83.

Langdon et Ambra firent le tour de la chapelle et découvrirent l’entrée côté sud. Avec son vestibule de plexiglas ultramoderne le bâtiment semblait piégé entre deux époques.

Sur le parvis trônait le buste d’un guerrier primitif de trois mètres de haut. La présence de cette œuvre devant une église catholique pouvait paraître incongrue, mais connaissant Edmond ils n’étaient pas au bout de leurs surprises.

Ambra pressa la sonnette de l’entrée. La caméra de surveillance pivota vers eux et les fixa de son œil noir.

Au bout d’un moment, la porte s’ouvrit dans un bourdonnement.

Langdon et Ambra pénétrèrent dans un hall aménagé dans le prolongement du narthex de l’église. La salle était faiblement éclairée. Langdon s’était attendu à un comité d’accueil — un employé d’Edmond ? Mais l’endroit était désert.

— Il y a quelqu’un ? appela Ambra.

Tendant l’oreille, ils perçurent la mélodie d’un chant médiéval, un chœur de voix masculines.

Langdon ne parvint pas à l’identifier. La présence de cette musique religieuse dans ce lieu ultramoderne était typique de l’humour d’Edmond.

Un grand écran plasma fixé au mur, seul éclairage de la pièce, diffusait une sorte de jeu vidéo archaïque — une grappe de points noirs évoluant sur une surface blanche, tel un essaim de moucherons aux déplacements aléatoires.

Pas si aléatoires, songea Langdon en reconnaissant le motif.

Cette modélisation informatique — connue sous le nom de « Jeu de la vie » — avait été inventée dans les années soixante-dix par le mathématicien britannique John Horton Conway.
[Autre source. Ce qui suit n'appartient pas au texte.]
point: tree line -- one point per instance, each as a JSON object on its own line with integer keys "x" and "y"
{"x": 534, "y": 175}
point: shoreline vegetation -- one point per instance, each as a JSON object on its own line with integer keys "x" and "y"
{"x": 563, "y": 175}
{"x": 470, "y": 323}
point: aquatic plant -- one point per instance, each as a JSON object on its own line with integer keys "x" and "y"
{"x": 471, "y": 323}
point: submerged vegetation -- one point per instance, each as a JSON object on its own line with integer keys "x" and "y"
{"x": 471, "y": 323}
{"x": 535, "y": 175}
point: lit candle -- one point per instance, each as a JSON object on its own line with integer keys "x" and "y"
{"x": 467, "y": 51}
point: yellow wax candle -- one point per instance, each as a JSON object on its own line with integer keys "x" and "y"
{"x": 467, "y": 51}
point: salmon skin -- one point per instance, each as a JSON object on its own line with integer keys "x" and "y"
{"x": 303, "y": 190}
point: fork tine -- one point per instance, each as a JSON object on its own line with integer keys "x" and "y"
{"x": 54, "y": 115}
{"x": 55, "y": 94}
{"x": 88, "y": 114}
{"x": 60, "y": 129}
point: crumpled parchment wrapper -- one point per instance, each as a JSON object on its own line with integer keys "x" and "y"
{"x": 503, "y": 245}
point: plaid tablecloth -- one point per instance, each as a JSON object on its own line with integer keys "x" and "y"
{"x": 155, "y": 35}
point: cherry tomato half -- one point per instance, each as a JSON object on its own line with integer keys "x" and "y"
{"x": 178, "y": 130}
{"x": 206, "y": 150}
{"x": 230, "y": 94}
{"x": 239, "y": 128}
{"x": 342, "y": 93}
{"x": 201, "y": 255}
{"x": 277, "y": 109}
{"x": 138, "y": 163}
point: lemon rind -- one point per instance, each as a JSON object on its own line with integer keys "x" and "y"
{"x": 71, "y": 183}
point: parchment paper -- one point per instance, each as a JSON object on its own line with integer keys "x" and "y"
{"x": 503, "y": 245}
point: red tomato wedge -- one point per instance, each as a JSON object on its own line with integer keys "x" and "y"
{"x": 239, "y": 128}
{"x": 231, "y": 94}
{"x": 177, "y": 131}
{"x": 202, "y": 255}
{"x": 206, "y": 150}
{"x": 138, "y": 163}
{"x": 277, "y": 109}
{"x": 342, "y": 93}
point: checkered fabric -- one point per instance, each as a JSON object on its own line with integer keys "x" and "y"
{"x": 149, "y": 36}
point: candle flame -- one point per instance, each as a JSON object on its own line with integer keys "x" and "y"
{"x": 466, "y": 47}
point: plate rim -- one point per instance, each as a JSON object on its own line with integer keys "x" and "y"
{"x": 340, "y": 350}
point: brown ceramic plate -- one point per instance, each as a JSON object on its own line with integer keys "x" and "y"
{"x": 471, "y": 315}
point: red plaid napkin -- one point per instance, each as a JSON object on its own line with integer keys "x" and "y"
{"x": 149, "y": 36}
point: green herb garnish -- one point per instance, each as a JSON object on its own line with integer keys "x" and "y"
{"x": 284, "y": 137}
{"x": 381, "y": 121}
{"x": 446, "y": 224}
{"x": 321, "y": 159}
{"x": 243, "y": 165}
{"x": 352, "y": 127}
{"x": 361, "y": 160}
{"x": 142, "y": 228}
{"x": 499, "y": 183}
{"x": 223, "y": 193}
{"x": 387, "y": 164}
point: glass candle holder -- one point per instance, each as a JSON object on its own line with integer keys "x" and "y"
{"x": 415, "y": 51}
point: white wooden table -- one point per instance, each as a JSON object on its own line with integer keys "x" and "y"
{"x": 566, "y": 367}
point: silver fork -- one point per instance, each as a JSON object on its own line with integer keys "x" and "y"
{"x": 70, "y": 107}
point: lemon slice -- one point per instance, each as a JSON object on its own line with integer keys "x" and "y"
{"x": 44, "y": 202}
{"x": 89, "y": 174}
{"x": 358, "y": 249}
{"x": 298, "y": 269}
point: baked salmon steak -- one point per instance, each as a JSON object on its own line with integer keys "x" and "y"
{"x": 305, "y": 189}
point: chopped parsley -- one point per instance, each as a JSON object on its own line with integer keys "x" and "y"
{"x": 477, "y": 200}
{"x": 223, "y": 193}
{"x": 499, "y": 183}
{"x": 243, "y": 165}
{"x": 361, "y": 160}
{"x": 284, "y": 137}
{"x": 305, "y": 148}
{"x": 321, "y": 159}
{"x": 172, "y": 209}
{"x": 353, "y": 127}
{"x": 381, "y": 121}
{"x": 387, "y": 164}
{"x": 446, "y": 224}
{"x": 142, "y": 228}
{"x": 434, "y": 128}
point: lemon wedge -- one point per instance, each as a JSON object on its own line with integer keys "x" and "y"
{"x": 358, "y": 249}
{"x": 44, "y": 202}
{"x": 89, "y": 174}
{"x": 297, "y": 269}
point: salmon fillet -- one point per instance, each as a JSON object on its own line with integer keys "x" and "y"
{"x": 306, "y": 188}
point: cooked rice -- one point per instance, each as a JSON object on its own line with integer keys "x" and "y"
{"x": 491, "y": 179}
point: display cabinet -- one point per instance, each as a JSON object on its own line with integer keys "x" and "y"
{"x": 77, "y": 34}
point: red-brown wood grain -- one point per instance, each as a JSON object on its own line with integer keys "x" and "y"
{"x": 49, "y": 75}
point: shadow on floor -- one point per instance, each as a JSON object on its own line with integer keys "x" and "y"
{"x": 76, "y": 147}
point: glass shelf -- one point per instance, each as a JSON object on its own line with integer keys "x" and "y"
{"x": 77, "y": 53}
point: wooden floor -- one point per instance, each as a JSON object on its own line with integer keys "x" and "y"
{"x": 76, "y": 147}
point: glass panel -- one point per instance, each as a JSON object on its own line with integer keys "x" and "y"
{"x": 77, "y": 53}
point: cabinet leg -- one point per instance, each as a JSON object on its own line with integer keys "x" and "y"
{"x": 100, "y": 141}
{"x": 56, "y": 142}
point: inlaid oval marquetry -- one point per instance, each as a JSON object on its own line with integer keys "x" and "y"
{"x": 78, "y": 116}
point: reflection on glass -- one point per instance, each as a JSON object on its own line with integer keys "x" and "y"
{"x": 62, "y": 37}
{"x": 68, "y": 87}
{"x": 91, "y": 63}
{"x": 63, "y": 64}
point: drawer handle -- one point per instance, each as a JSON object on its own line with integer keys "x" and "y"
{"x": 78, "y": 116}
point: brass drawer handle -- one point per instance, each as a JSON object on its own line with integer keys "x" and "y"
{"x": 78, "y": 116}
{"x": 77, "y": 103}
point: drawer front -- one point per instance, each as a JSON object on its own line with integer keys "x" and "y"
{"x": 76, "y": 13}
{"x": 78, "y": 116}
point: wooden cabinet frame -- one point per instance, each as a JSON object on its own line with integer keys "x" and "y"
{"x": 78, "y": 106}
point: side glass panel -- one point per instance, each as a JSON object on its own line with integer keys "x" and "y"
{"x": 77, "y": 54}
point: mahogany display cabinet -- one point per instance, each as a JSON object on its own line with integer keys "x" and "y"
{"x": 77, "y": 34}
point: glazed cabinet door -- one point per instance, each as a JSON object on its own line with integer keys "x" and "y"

Les points noirs — appelés « cellules » — se déplaçaient, interagissaient et se reproduisaient selon une série de « règles élémentaires ». Invariablement, les points finissaient par créer des ensembles, des séquences, et des motifs récurrents — motifs qui évoluaient en structures complexes, très proches de celles que l’on trouvait dans la nature.

— C’est l’automate cellulaire de Conway, souffla Ambra. J’ai vu une installation artistique qui s’en inspirait, il y a quelques années.

Langdon était impressionné. Lui-même n’avait eu connaissance de ces travaux uniquement parce que son inventeur avait enseigné à Princeton.

Les chœurs attirèrent de nouveau son attention.

J’ai déjà entendu cette pièce, songea-t-il. Une messe de la Renaissance, peut-être ?

Sur l’écran, les points avaient changé de direction et accéléraient, comme si la séquence se rembobinait, de plus en plus vite. Leur nombre diminuait… les cellules, au lieu de se multiplier, se recombinaient… les assemblages se simplifiaient, jusqu’à ce qu’il ne reste plus qu’une poignée de cellules… qui continuaient de fusionner… pour revenir aux huit initiales… puis quatre… puis deux… et enfin…

Une seule.

Une cellule unique.

L’origine de la vie.

Le point disparut. Puis des mots se matérialisèrent un à un. Langdon déchiffra peu à peu une phrase entière :

Si l’on admet une cause première

l’esprit cherche toujours à savoir

d’où elle est venue et comment elle est apparue.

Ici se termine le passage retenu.